Google’s cloud operating system rests on similar hardware architecture of throwaway components lashed together for maximum processing and minimum monitoring — all under the control of a “single executive” software.

More here.

Amazon Web Services gets serious about enterprise

April 21, 2008 – 8:00 am

Cloud Computing was once looked upon by enterprise users as a purely academic and perhaps unlikely to be deployed in mission critical situations. It usually takes years for new technologies to be adopted by the enterprise….and often enterprises are criticised for prolonging the use of old but trusted and perhaps uneconomic technologies.

Cloud Computing and its brother, Utility Computing is different….the cost savings and economies of scale are so vast that enterprises haven’t been able to ignore them…and now they don’t have to fight the conflict as Amazon have announced commercial support for their range of services.

Cloud Computing has grown up with the announcement that Amazon Web Services will now provide support for users of its Simple Storage Solution, Elastic Compute Cloud and Simple Queue Services products. Amazon, with its launch last week of persistent storage, was clearly wooing enterprise users, and the offer to provide support signals a formal courtship.

The newly announced support packages are:

  • Silver, starting at $100 per month, gives access to new AWS Support Center, with personalized Web support, case tracking and guaranteed response times during US office hours (6am - 6pm Pacific) Monday to Friday.
  • Gold, starting at $400, includes all of the above plus personalized phone support and around the clock (24×7×365) coverage.

Some people have asked why now? Actually, why release this service? The online forums have been used very effectively to provide support to the tens of thousands of AWS users in the past. Well, if you read into the statement from Jeff Barr closely you will see the reason. He said:

“Increasingly, we see that organizations of all sizes are putting AWS to use in new, innovative, and mission-critical ways. These organizations have told us that they need a more direct and more discreet way to request assistance and to report problems.”

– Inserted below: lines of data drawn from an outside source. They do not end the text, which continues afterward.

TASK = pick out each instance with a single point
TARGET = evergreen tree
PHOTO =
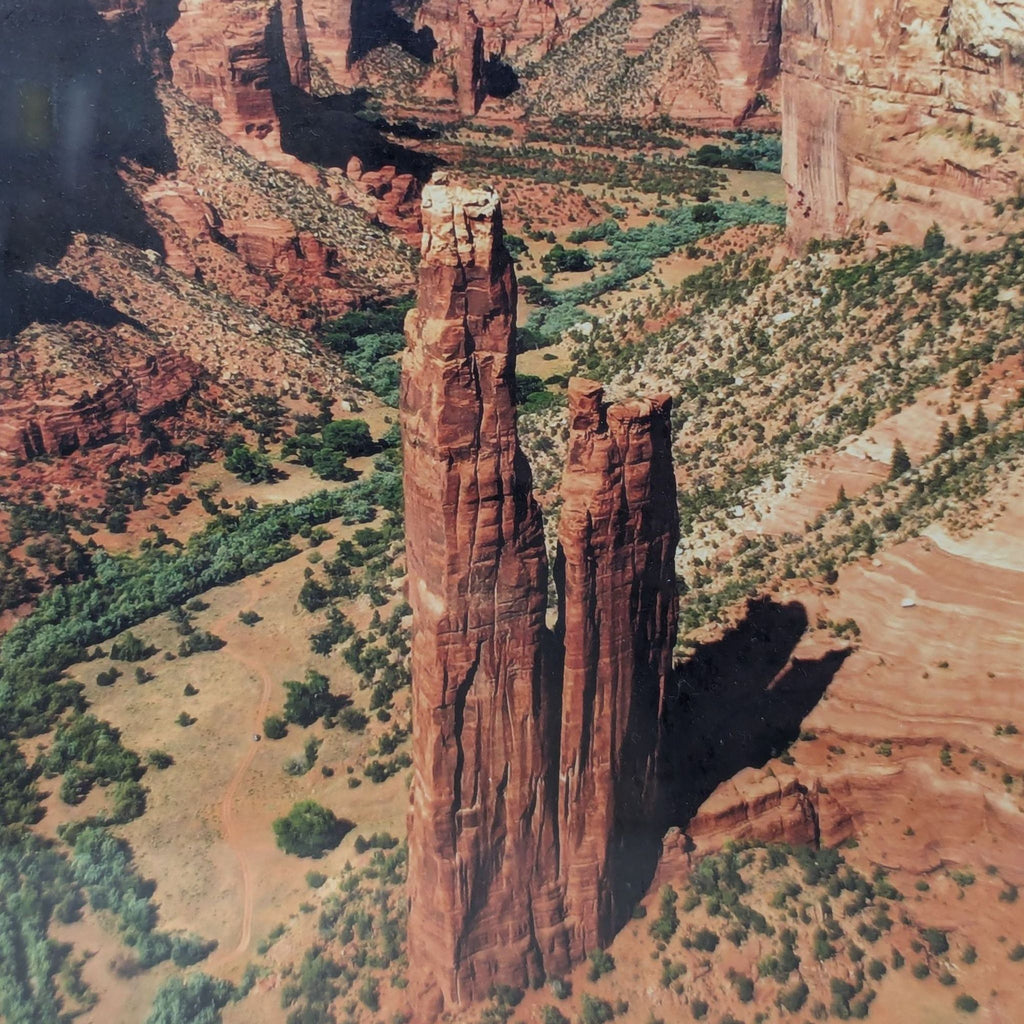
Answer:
(980, 422)
(964, 432)
(900, 461)
(946, 439)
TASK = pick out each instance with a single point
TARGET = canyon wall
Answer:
(523, 784)
(897, 116)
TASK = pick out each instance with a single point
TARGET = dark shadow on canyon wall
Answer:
(28, 300)
(330, 130)
(736, 702)
(77, 98)
(740, 700)
(375, 24)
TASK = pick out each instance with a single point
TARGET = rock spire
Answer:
(535, 752)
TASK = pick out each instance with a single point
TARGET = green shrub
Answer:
(601, 963)
(274, 727)
(309, 829)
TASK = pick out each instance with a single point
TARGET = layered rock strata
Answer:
(616, 542)
(898, 116)
(523, 783)
(481, 823)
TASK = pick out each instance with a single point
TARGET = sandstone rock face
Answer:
(224, 58)
(61, 421)
(481, 823)
(517, 808)
(617, 536)
(900, 115)
(692, 60)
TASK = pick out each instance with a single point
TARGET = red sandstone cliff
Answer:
(900, 115)
(481, 829)
(615, 569)
(521, 839)
(62, 414)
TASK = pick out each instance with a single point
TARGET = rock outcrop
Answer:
(72, 416)
(232, 59)
(616, 543)
(522, 784)
(482, 856)
(899, 116)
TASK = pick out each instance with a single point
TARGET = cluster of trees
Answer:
(751, 152)
(309, 829)
(247, 464)
(633, 252)
(329, 450)
(368, 340)
(559, 259)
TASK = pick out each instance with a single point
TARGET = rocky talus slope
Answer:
(523, 777)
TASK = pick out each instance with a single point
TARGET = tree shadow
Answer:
(739, 701)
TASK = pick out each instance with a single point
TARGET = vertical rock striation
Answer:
(615, 572)
(481, 820)
(527, 791)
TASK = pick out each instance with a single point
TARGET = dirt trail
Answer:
(226, 809)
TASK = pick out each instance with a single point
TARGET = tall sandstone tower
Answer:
(536, 753)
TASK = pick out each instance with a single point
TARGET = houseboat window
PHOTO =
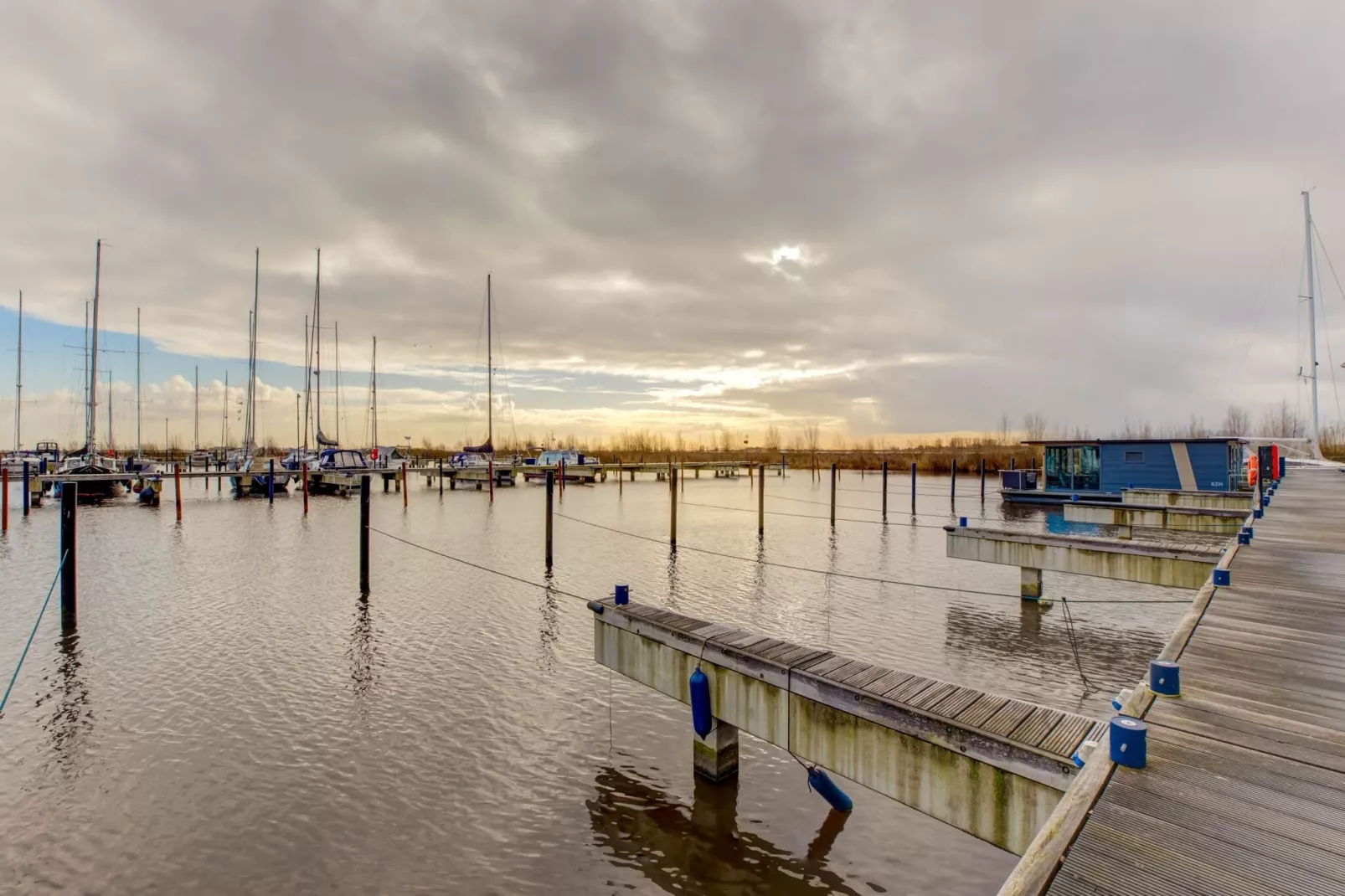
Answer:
(1072, 467)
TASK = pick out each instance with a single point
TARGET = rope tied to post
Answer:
(33, 632)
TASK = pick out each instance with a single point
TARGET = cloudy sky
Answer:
(884, 217)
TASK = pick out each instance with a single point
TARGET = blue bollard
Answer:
(1129, 742)
(821, 782)
(1165, 678)
(701, 718)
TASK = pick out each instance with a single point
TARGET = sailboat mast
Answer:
(140, 450)
(252, 357)
(93, 357)
(317, 337)
(18, 386)
(337, 343)
(1312, 314)
(490, 372)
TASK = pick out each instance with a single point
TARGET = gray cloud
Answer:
(1003, 208)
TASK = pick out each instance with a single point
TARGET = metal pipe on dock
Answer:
(69, 569)
(363, 534)
(550, 490)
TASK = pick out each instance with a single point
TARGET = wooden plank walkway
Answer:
(1245, 790)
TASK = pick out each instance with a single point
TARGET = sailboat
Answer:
(483, 455)
(86, 461)
(249, 476)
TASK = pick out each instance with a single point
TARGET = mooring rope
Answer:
(33, 632)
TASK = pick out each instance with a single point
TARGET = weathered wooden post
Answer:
(363, 534)
(672, 503)
(69, 568)
(832, 494)
(550, 490)
(884, 490)
(761, 503)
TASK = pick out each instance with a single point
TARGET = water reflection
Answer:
(71, 713)
(363, 650)
(701, 849)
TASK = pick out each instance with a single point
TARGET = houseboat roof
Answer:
(1136, 441)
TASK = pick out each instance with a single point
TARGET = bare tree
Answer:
(1236, 421)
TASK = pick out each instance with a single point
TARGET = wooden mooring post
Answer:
(672, 503)
(550, 492)
(832, 496)
(363, 534)
(69, 568)
(761, 503)
(884, 490)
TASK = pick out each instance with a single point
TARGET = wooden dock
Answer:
(1245, 787)
(987, 765)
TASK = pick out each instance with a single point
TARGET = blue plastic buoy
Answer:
(1165, 678)
(821, 782)
(1129, 742)
(701, 718)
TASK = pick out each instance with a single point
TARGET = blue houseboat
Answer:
(1102, 468)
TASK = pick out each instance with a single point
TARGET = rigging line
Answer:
(807, 569)
(1074, 646)
(33, 632)
(1325, 326)
(781, 512)
(467, 563)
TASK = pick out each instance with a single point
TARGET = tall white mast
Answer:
(18, 386)
(140, 451)
(93, 359)
(490, 373)
(1312, 315)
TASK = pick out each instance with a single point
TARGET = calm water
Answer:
(233, 718)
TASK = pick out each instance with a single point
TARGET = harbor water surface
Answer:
(234, 716)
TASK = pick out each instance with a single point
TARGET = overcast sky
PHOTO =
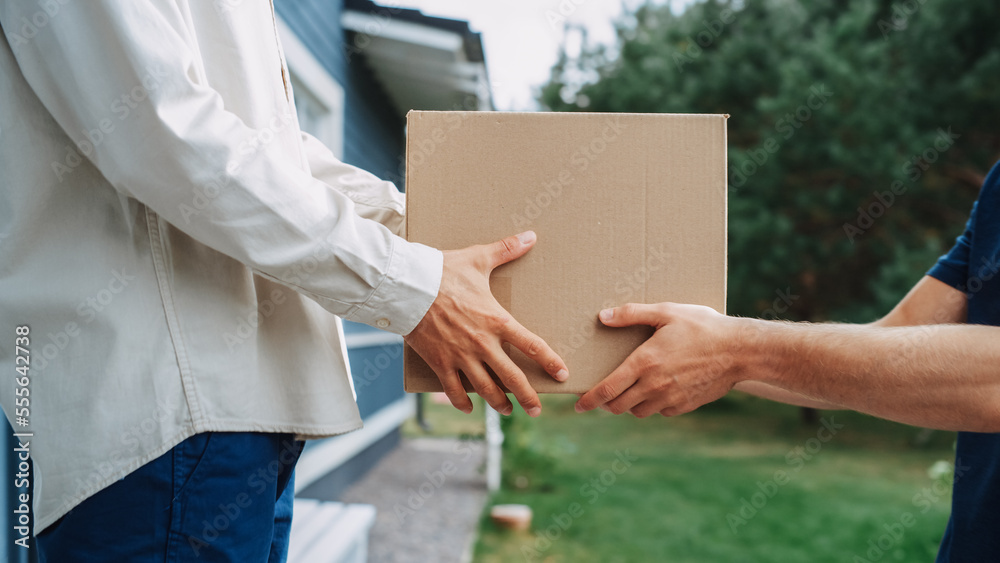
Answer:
(522, 37)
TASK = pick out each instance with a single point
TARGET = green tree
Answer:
(836, 106)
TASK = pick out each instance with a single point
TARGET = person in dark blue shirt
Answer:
(933, 361)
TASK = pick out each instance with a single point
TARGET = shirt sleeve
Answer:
(953, 267)
(180, 153)
(373, 197)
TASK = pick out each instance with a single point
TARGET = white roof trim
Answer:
(406, 32)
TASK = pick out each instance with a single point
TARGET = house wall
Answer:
(373, 128)
(374, 139)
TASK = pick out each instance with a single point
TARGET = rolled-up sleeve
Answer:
(953, 267)
(183, 155)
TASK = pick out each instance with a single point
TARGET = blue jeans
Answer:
(215, 497)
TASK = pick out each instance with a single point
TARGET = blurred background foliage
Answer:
(831, 102)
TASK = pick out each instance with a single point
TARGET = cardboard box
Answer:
(627, 208)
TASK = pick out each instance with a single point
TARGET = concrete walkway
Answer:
(429, 494)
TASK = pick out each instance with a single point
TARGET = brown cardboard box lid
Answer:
(627, 208)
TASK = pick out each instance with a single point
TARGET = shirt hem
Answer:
(220, 425)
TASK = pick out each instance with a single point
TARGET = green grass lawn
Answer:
(815, 501)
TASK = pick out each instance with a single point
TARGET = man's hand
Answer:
(465, 328)
(686, 363)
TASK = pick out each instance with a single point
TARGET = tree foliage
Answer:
(860, 132)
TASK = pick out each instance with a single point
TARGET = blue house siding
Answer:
(373, 129)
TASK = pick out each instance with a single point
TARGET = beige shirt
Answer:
(176, 245)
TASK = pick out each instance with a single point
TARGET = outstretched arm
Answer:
(929, 302)
(939, 376)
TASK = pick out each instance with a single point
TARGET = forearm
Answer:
(941, 376)
(772, 393)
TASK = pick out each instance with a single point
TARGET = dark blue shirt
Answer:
(973, 266)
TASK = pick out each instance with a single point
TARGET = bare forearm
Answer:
(940, 376)
(772, 393)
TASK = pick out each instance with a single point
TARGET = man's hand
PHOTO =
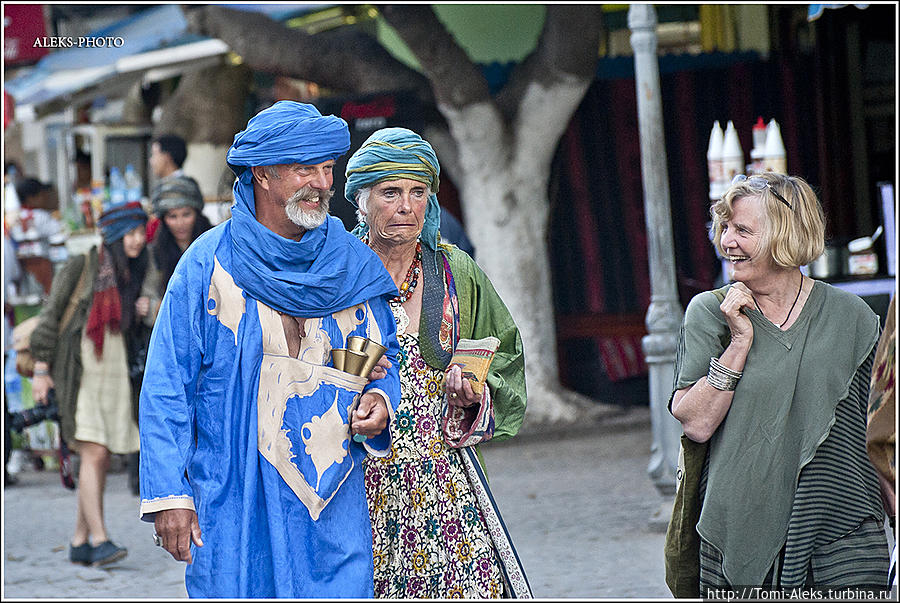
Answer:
(379, 371)
(459, 390)
(177, 528)
(371, 415)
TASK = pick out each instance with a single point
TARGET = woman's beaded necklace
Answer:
(408, 286)
(791, 311)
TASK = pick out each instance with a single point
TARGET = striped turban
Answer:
(391, 154)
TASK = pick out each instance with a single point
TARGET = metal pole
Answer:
(665, 313)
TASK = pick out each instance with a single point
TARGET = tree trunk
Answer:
(499, 148)
(503, 190)
(207, 110)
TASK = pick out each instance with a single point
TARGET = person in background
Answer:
(34, 228)
(90, 364)
(881, 429)
(168, 153)
(436, 532)
(11, 274)
(178, 204)
(772, 371)
(252, 441)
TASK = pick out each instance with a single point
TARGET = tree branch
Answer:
(559, 54)
(345, 59)
(456, 81)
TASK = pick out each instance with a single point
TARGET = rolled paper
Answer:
(338, 355)
(374, 352)
(354, 362)
(356, 343)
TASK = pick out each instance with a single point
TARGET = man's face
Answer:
(160, 162)
(305, 192)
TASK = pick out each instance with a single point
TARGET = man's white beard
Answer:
(312, 219)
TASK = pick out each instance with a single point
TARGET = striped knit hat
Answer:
(117, 221)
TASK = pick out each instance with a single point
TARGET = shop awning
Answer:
(152, 42)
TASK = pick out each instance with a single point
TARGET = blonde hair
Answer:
(792, 237)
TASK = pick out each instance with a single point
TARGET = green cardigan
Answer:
(62, 350)
(483, 313)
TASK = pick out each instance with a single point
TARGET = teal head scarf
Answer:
(390, 154)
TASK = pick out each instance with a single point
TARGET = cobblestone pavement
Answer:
(577, 506)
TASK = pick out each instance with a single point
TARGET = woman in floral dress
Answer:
(436, 531)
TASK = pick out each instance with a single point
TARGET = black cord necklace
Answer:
(792, 305)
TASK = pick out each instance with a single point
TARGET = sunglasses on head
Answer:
(759, 183)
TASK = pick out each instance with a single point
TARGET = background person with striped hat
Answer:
(94, 360)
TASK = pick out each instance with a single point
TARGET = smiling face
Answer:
(396, 211)
(741, 240)
(305, 192)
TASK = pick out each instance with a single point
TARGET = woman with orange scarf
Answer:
(94, 363)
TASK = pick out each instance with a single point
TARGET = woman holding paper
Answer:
(436, 532)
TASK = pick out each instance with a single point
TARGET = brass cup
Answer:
(356, 343)
(374, 352)
(354, 362)
(339, 356)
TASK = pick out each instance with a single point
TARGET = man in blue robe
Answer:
(251, 440)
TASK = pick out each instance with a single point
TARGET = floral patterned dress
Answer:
(430, 539)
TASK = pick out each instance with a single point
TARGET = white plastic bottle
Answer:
(774, 154)
(759, 147)
(133, 188)
(732, 155)
(714, 161)
(117, 188)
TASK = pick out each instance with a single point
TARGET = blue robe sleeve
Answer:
(389, 385)
(166, 418)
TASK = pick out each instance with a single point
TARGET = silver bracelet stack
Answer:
(721, 377)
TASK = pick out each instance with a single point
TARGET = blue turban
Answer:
(390, 154)
(328, 269)
(288, 132)
(119, 220)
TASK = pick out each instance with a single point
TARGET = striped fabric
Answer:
(835, 527)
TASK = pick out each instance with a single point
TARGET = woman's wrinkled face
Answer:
(134, 241)
(742, 240)
(180, 222)
(396, 211)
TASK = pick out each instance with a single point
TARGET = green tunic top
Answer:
(783, 409)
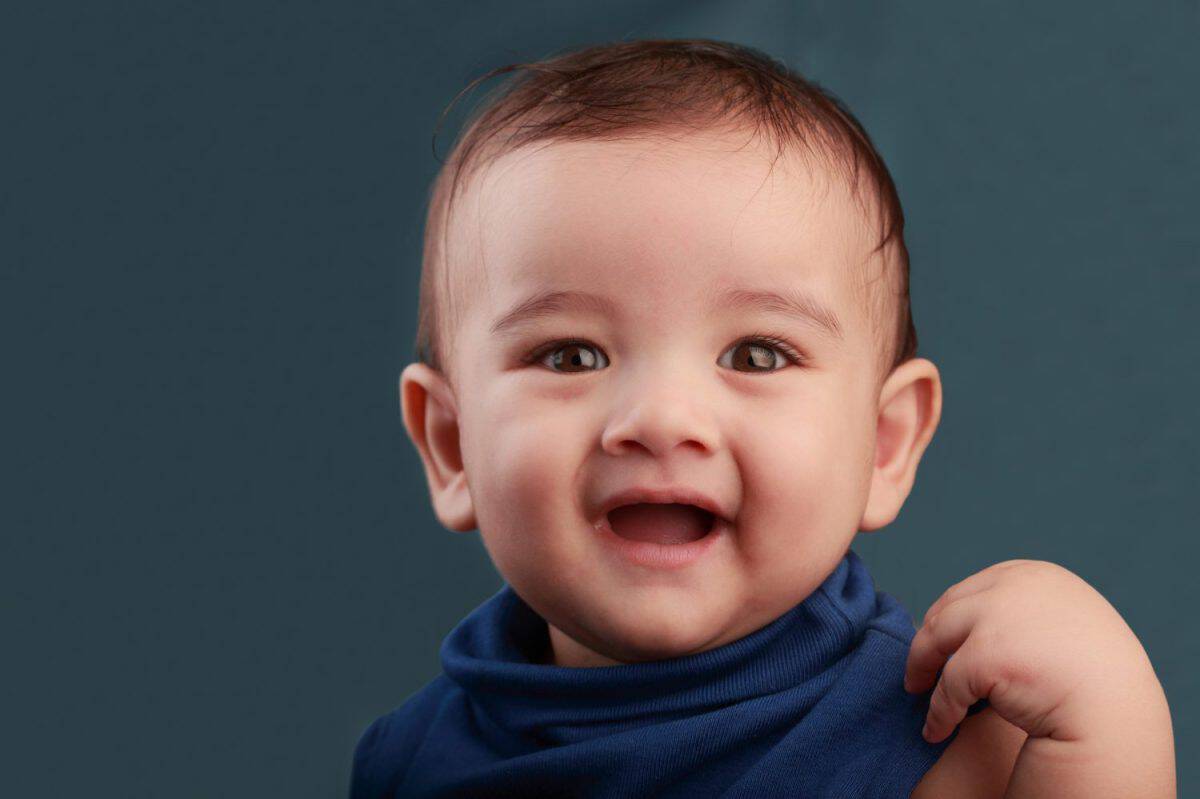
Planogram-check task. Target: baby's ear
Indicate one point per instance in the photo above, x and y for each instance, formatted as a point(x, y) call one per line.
point(431, 419)
point(910, 408)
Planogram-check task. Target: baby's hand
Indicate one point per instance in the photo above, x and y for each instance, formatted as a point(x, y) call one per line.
point(1054, 658)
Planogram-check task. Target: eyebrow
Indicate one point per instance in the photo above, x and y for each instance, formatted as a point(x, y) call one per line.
point(790, 302)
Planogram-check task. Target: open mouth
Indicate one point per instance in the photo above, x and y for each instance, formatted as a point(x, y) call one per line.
point(661, 523)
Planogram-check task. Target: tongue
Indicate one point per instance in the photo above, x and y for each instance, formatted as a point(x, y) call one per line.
point(660, 523)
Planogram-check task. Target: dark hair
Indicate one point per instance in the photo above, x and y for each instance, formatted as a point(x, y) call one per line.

The hint is the word “discreet”.

On April 7th there was a major outage of the EC2 service from AWS. For some reason about 20% of the EC2 instances lost connectivity. A post was placed on the AWS forum and within around one hour the issue was resolved. At the time I was very impressed at the speed and efficiency of the support….but one thing stuck in my mind….the whole episode was very public. During the outage several developers posted information about their problems, all of which were posted on a public forum and still visible on the internet….something that really does not concern me with my small business but would be completely unacceptable for an enterprise.

Well done, Amazon, for finally making Cloud Computing acceptable for the enterprise.